October 20, 2016

Microsoft Claims Speech Recognition ‘Parity’

George Leopold

(Viktorus/Shutterstock)

Microsoft speech recognition researchers report they have achieved parity with humans using a testing framework that gauges error rates for professional transcribers and the ability to understand “open-ended conversations.”

“In both cases, our automated system establishes a new state-of-the-art, and edges past the human benchmark,” members of the Microsoft Artificial Intelligence and Research group claimed in a paper published this week. “This marks the first time that human parity has been reported for conversational speech.”

Using a U.S. human error rate benchmark to test it speech recognition system, the researchers said their approach equaled the 5.9 percent error rate for transcribers and the 11.3 percent error rate for open-ended conversations among friends or family members.

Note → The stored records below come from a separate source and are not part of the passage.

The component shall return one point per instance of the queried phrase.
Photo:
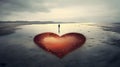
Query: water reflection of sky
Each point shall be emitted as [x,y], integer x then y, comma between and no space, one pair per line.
[18,49]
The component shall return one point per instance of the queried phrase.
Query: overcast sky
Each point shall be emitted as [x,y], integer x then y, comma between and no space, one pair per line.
[61,10]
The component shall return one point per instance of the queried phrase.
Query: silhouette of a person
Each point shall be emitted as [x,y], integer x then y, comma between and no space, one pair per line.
[58,28]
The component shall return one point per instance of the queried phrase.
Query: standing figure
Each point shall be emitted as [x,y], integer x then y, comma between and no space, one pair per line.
[58,28]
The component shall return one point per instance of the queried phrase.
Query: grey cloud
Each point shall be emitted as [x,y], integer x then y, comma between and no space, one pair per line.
[8,7]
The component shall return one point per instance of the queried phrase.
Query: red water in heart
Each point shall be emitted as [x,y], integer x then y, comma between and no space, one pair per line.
[59,45]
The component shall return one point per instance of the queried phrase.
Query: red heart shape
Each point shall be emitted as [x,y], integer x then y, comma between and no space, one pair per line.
[59,45]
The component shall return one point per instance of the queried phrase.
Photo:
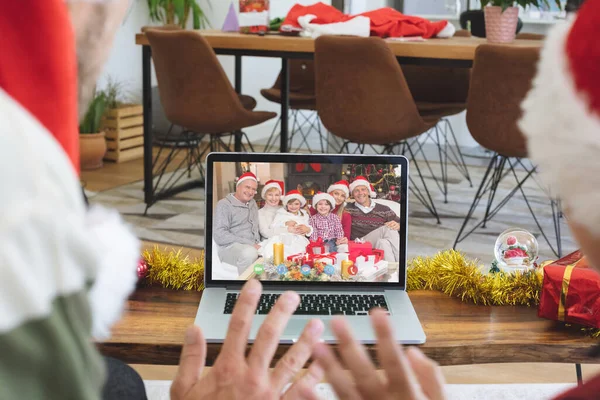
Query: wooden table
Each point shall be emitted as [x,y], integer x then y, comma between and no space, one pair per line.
[458,333]
[456,52]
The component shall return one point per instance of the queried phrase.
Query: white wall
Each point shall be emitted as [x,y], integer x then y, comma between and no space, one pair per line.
[125,61]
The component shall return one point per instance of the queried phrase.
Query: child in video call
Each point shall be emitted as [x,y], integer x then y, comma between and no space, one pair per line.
[326,224]
[295,220]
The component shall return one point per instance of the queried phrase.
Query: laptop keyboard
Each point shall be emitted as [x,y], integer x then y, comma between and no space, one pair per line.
[318,304]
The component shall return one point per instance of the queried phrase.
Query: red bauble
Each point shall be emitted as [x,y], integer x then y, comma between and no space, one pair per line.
[142,269]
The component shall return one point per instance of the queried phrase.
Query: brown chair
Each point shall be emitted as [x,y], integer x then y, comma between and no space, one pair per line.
[363,98]
[530,36]
[500,79]
[440,92]
[301,100]
[196,95]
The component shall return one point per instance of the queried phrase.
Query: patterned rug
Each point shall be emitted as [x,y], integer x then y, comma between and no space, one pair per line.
[180,220]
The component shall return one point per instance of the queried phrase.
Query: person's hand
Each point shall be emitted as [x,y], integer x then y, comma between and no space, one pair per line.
[235,376]
[343,240]
[408,374]
[393,225]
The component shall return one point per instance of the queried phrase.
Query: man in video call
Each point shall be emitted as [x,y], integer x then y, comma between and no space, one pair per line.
[235,226]
[372,222]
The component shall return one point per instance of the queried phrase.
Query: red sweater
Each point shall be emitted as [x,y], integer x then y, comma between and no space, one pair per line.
[40,71]
[346,220]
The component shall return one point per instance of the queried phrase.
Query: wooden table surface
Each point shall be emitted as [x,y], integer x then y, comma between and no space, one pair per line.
[455,48]
[458,333]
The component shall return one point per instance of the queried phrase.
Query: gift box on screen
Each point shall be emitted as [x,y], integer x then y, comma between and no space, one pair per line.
[316,247]
[356,246]
[571,292]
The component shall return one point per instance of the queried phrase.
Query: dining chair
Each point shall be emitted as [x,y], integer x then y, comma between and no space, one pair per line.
[363,98]
[500,79]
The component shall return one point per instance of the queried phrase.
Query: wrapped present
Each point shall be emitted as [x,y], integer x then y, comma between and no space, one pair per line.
[359,245]
[254,16]
[571,292]
[316,247]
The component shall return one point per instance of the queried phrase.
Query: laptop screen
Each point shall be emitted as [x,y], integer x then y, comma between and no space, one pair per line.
[306,219]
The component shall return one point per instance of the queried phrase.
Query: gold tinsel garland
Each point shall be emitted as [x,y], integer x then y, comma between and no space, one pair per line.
[447,271]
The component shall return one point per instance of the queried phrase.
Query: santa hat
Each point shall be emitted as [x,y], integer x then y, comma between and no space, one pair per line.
[568,130]
[362,181]
[270,184]
[245,176]
[340,185]
[323,196]
[294,195]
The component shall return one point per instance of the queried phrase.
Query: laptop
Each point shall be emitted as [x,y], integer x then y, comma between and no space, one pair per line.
[346,279]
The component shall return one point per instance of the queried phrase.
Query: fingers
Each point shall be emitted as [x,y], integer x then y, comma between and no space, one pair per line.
[241,320]
[391,356]
[295,358]
[267,339]
[357,360]
[304,387]
[428,373]
[191,363]
[341,382]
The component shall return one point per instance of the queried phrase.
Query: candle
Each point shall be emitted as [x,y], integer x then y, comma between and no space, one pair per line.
[348,269]
[277,253]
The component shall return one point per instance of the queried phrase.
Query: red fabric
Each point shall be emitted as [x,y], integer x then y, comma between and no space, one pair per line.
[39,66]
[584,53]
[588,391]
[385,22]
[582,305]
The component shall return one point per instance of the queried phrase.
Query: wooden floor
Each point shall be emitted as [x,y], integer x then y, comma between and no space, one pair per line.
[112,175]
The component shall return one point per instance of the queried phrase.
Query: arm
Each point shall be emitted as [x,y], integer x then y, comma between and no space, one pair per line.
[221,227]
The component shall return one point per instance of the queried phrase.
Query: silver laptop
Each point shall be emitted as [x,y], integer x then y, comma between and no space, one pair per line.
[331,278]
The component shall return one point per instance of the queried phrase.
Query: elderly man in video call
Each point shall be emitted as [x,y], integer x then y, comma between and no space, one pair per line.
[373,222]
[235,225]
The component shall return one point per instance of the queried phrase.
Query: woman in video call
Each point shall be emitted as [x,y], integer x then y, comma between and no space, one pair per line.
[294,220]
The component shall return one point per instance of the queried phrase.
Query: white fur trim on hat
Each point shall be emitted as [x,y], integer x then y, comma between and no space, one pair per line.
[323,196]
[361,181]
[271,184]
[246,176]
[563,136]
[339,186]
[293,194]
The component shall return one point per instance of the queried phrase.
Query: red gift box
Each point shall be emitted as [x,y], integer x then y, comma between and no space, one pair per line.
[571,292]
[316,247]
[357,246]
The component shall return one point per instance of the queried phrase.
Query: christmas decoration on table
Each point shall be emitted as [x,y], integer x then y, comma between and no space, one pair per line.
[571,292]
[254,16]
[174,269]
[515,250]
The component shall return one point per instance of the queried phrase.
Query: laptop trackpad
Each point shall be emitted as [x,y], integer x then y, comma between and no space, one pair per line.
[294,329]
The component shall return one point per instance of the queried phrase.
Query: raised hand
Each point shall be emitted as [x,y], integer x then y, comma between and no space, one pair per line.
[235,376]
[407,374]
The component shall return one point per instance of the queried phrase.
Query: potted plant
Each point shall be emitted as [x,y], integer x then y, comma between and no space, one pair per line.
[177,12]
[92,145]
[501,17]
[123,125]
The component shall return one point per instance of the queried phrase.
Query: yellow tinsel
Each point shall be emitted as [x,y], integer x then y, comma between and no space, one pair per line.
[174,270]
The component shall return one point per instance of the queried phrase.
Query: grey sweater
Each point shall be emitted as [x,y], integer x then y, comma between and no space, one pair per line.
[235,222]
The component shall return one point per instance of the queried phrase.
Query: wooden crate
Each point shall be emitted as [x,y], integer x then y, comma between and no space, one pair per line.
[124,130]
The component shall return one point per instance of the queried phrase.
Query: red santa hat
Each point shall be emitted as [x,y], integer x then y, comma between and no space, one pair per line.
[294,195]
[323,196]
[270,184]
[561,115]
[340,185]
[245,176]
[362,181]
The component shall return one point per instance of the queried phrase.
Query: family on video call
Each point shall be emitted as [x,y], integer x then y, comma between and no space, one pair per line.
[343,233]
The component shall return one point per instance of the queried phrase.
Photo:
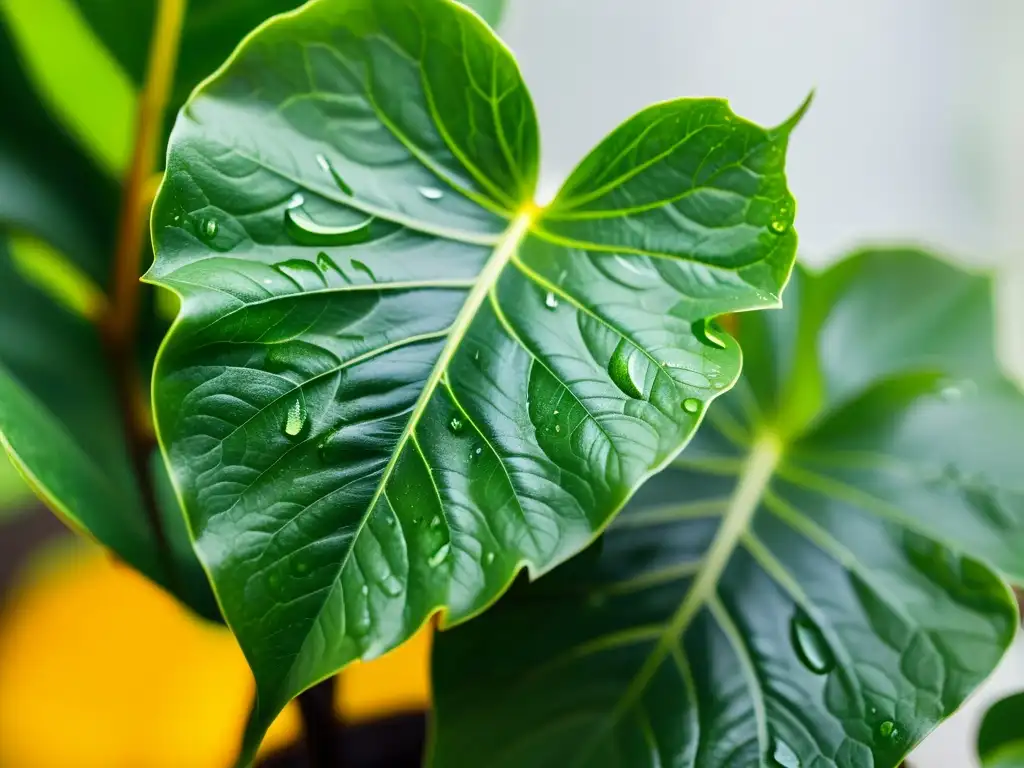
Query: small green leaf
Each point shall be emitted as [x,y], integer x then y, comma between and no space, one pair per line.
[806,586]
[1000,739]
[395,381]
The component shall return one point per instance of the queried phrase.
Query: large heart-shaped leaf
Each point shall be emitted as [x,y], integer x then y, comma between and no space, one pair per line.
[805,586]
[395,381]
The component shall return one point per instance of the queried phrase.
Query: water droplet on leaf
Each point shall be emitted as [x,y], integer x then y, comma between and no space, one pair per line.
[305,231]
[781,218]
[781,755]
[438,557]
[296,418]
[810,644]
[361,267]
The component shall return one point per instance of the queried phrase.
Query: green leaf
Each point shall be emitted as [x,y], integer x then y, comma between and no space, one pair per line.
[14,495]
[47,186]
[60,426]
[395,381]
[805,586]
[489,10]
[1000,739]
[212,29]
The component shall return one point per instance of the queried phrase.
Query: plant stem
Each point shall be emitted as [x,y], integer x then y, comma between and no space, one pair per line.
[121,323]
[322,728]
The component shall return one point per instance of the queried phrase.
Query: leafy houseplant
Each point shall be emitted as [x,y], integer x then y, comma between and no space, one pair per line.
[395,381]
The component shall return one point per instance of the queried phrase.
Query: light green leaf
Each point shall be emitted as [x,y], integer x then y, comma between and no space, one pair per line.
[395,382]
[60,426]
[75,76]
[489,10]
[805,586]
[1000,739]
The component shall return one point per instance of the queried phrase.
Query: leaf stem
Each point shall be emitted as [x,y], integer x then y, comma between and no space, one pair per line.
[322,728]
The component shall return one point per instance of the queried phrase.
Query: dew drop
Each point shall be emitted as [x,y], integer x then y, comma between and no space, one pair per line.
[361,267]
[209,228]
[296,418]
[782,756]
[439,556]
[627,370]
[890,731]
[305,231]
[810,644]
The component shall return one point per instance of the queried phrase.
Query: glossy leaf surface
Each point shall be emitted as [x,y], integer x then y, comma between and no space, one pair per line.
[1000,739]
[805,587]
[395,381]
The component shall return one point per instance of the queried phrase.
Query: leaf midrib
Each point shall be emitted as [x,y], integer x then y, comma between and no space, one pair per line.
[760,467]
[506,248]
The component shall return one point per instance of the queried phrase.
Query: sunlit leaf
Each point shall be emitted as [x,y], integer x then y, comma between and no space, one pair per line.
[806,585]
[395,381]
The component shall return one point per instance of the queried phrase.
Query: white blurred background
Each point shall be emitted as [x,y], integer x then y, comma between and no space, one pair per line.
[916,135]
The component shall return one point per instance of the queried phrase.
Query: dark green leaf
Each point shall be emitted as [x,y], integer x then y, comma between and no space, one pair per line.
[1000,740]
[805,586]
[60,425]
[395,381]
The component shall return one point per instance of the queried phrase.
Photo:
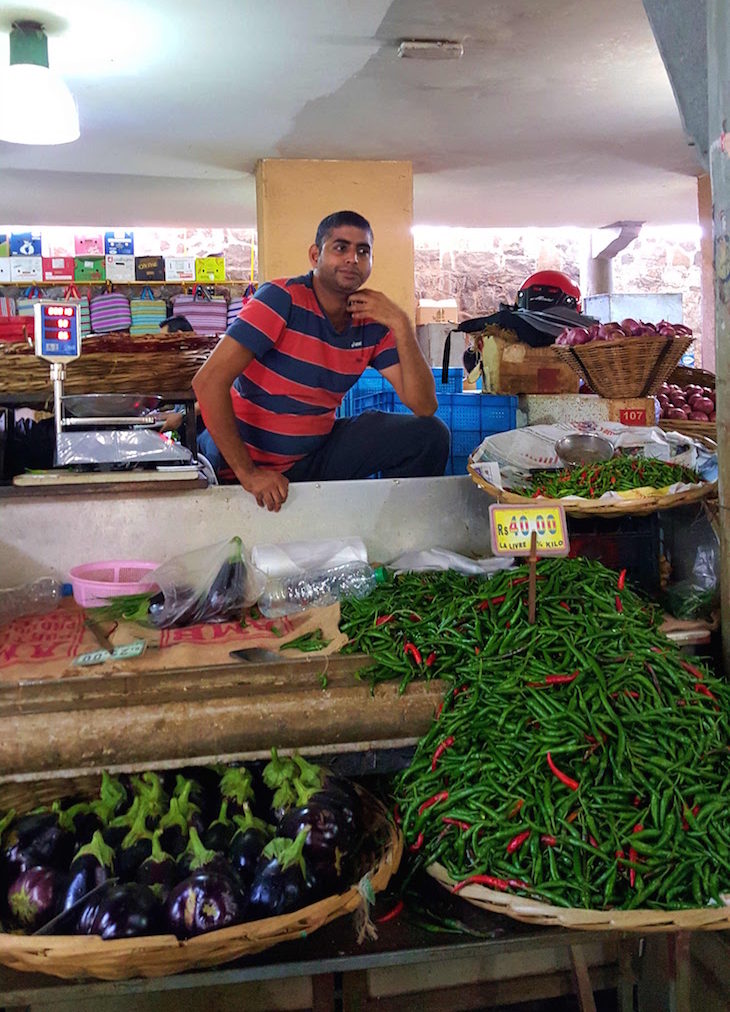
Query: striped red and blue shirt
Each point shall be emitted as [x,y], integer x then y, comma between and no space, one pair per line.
[285,401]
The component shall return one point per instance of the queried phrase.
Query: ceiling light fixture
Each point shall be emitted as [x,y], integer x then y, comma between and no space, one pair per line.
[35,104]
[430,49]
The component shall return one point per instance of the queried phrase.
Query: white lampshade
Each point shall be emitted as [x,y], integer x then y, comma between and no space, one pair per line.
[35,104]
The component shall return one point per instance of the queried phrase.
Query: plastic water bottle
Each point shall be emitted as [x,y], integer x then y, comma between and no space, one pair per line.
[34,598]
[284,595]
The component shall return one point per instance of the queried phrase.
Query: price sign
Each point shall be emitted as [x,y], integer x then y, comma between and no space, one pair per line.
[512,527]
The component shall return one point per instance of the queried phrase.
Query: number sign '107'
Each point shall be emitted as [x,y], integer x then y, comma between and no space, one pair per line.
[512,527]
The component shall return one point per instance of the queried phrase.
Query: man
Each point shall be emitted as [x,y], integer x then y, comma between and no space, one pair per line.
[269,391]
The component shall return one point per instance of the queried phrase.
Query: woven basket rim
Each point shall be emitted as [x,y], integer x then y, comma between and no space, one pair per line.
[160,955]
[537,912]
[637,506]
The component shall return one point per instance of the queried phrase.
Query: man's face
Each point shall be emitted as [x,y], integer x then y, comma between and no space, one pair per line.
[345,260]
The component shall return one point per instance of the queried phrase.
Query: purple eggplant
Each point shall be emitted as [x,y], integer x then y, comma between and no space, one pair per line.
[245,848]
[237,788]
[34,897]
[91,865]
[126,911]
[37,839]
[219,834]
[135,847]
[204,902]
[159,870]
[197,857]
[281,881]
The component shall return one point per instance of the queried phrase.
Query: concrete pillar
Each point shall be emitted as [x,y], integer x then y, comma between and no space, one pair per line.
[719,107]
[293,195]
[707,274]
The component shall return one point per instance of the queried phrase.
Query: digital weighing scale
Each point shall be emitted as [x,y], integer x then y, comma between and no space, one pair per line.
[93,446]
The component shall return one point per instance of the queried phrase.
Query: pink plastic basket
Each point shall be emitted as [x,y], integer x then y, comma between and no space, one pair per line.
[93,583]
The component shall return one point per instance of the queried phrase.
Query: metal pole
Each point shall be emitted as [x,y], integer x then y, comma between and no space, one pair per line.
[719,108]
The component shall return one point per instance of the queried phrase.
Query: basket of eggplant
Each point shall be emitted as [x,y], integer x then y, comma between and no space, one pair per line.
[149,874]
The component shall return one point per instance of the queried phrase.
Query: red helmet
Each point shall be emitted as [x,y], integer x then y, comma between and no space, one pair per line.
[548,287]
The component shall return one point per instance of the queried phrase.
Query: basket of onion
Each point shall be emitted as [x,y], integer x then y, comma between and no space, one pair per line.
[687,408]
[626,359]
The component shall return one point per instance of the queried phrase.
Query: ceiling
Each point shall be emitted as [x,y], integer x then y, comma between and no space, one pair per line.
[560,111]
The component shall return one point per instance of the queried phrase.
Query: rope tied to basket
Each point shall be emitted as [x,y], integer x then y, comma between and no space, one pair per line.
[362,921]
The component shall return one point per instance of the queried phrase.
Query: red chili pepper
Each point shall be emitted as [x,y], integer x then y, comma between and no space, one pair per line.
[430,802]
[561,679]
[499,883]
[693,670]
[410,648]
[563,777]
[392,914]
[516,842]
[517,809]
[445,744]
[456,822]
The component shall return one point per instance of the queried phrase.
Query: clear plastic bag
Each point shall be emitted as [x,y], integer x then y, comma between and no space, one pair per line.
[212,584]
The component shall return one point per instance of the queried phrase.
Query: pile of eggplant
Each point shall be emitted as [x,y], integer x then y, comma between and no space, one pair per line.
[184,852]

The Microsoft (NASDAQ: MSFT) team attributed the advance to systematic use of convolutional and recurrent neural networks, including LSTM, for Long Short-Term Memory networks. These speech recognition networks were combined with a “spatial smoothing” method along with an acoustic training technique.

Since a single measure of human performance was insufficient to accurately gauge an automated system, the conversational speech recognition system was compared with both professional transcribers using a “Switchboard” benchmark along with a separate “CallHome” test. The new Microsoft system showed an improvement of about 0.4 percent, the researchers reported, exceeding human performance “by a small margin.”

Convolutional models were found to perform best, but the researchers also noted that LSTM networks also showed promise for both acoustic and language modeling. Inspired by the human auditory cortex, the part of the brain responsible for the ability to hear, the researchers said they employed a spatial smoothing technique to improve the accuracy of its LSTM models

The researchers used three variants of convolutional neural networks in their acoustic model along with a combination of complementary models.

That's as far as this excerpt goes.